The follow up– Much Too Late reversed the formula, basically it’s the same tune, only this time it’s Slim who breaks down. While neither record charted, they were good sellers in the New York area and can be found cheap even today. Speaking of which, I once stumbled onto an entire dumpster of Fire, Fury and Enjoy 45’s and 78’s on Broadway and dragged home hundreds of free records, every one of them was good. Getting back to our subject, in 1959, Tarheel Slim and Little Ann cut a couple of killer rockers- Security and Lock Me In Your Heart, both tunes are excellent with Slim and Jimmy Spruill’s guitar work predominant on both tunes, kind of like Mickey and Sylvia playing rockabilly.

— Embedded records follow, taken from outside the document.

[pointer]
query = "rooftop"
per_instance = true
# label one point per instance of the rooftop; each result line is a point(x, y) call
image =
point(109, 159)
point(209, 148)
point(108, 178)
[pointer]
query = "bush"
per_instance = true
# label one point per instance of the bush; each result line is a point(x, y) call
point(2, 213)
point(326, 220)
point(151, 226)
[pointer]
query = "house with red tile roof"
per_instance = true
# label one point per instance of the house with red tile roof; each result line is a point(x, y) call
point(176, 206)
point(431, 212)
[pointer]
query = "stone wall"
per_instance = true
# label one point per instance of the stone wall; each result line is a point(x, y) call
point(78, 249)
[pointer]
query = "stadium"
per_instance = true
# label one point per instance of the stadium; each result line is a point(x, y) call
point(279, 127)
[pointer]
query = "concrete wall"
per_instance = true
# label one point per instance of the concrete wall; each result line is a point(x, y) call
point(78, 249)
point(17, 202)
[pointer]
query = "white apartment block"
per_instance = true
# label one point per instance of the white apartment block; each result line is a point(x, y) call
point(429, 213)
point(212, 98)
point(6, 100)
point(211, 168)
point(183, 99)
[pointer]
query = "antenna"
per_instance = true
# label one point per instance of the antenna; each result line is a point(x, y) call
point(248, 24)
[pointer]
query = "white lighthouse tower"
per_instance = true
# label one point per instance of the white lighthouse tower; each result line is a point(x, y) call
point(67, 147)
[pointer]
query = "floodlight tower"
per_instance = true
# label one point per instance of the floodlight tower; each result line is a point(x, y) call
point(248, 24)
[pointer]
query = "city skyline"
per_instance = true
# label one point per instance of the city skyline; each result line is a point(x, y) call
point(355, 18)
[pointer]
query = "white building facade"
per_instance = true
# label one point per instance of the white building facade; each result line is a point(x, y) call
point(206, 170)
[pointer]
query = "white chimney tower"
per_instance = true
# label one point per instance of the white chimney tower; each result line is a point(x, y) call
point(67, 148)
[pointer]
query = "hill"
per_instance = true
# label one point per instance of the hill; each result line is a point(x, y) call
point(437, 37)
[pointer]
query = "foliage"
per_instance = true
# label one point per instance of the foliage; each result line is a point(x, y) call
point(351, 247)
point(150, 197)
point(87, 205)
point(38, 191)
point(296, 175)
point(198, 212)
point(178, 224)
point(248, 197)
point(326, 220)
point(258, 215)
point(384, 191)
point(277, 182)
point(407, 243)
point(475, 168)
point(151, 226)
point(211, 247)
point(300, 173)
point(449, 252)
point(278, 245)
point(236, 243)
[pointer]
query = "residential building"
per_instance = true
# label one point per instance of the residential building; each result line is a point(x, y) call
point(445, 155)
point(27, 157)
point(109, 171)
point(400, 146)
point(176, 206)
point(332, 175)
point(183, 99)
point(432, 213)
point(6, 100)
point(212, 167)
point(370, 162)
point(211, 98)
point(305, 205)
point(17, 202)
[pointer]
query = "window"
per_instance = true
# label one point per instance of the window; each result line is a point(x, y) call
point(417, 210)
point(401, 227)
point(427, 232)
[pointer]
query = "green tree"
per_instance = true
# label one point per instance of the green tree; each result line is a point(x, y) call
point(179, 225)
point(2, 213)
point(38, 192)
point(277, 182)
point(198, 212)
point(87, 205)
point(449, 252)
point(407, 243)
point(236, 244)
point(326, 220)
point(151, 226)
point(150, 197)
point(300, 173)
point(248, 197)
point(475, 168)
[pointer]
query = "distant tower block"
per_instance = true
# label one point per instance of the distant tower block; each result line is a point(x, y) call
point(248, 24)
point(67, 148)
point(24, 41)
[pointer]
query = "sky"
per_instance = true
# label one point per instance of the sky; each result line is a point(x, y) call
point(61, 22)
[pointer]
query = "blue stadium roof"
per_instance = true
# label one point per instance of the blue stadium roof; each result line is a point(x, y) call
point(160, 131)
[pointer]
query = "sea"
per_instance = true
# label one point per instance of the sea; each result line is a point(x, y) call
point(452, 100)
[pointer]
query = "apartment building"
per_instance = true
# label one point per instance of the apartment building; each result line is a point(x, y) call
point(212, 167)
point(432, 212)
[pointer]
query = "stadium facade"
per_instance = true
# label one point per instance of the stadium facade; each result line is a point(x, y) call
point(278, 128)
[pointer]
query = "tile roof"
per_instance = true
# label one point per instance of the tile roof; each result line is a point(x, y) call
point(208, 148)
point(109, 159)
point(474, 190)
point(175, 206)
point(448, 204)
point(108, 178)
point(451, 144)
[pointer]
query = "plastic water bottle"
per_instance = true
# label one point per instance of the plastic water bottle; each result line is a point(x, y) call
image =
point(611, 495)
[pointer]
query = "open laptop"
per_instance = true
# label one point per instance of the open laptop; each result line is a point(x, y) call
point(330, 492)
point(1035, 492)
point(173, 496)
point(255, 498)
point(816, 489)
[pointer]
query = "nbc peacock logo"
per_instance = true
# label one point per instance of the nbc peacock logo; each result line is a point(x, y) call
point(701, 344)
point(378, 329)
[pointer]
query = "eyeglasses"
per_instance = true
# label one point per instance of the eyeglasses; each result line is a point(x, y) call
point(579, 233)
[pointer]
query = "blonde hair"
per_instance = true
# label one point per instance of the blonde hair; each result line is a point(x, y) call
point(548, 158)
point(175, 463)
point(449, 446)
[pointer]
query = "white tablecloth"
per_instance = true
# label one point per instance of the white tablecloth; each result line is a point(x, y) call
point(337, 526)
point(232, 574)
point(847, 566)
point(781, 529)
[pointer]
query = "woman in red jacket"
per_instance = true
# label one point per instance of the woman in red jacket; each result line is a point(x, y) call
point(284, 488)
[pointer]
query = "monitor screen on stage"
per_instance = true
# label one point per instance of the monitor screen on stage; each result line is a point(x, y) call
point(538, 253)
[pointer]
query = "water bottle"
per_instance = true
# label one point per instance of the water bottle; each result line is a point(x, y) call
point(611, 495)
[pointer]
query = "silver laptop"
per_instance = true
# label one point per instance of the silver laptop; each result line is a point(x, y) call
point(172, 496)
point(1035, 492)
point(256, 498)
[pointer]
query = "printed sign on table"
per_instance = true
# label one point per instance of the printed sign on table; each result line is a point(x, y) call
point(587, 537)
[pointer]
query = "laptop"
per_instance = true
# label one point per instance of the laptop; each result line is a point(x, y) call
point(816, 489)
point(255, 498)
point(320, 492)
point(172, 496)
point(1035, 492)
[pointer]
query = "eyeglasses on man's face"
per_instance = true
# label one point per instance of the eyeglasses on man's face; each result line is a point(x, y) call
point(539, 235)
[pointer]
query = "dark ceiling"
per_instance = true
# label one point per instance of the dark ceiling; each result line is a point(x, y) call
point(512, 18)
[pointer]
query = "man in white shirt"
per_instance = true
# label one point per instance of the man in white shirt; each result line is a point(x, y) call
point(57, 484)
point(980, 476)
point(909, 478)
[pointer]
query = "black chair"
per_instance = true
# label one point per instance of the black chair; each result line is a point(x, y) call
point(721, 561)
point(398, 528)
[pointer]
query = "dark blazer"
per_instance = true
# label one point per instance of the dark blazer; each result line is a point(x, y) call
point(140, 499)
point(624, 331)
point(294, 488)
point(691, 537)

Unfortunately their commercial peak had already passed with their second release and soon they were recording drek like covers of country tunes Send Me The Pillow You Dream On and I Love You Because and standards like Good Night Irene. Leaving Robinson briefly they recorded for Atco, then returned to record for Robinson’s Port and Enjoy labels. Bobby Robinson had more labels than some people have hairs on their head. Since he was an indie with no way to collect from distributors, every time he’d get a hit record– Wilbert Harrison’s Kansas City, Lee Dorsey’s Ya Ya, etc., he’d end up getting run out of business since he had to pay to have the discs pressed but couldn’t collect from the distributors until he delivered another hit. Each hit record seemed to be followed by a bankruptcy. Still, Bobby Robinson was a tenacious sort, and always bounced back with a new label, and kept making great records. He would go on to record Lightnin; Hopkins, Lee Dorsey, Elmore James, Wilbert Harrison, and dozens of street corner doo wop groups. Meanwhile Taheel Slim and Little Ann pretty much dropped from sight, their career seemed to peter out around the early 60’s and nothing was heard from them until the early 70’s when blues researcher Peter Lowery dug up Tarheel Slim to play a few gigs where he performed with an acoustic guitar in the style of Brownie McGhee (who was earning a good living playing to white college audiences in a style that has been dubbed “folk blues”). Tarheel Slim played a few festivals in 1974 and was well received, but once again he seemed to drop from sight. How he spent the years from 1974 until his death in 1977 we do not know, I imagine some of it was spent watching Sanford and Son, Good Times and The Jeffersons. That’s what I was doing.
In 1977 he was diagnosed with throat cancer and died from pneumonia brought on by the chemotherapy. These days he’s best remembered for Number 9 Train and Wildcat Tamer, which remain favorites among rockers worldwide. A better legacy I cannot imagine.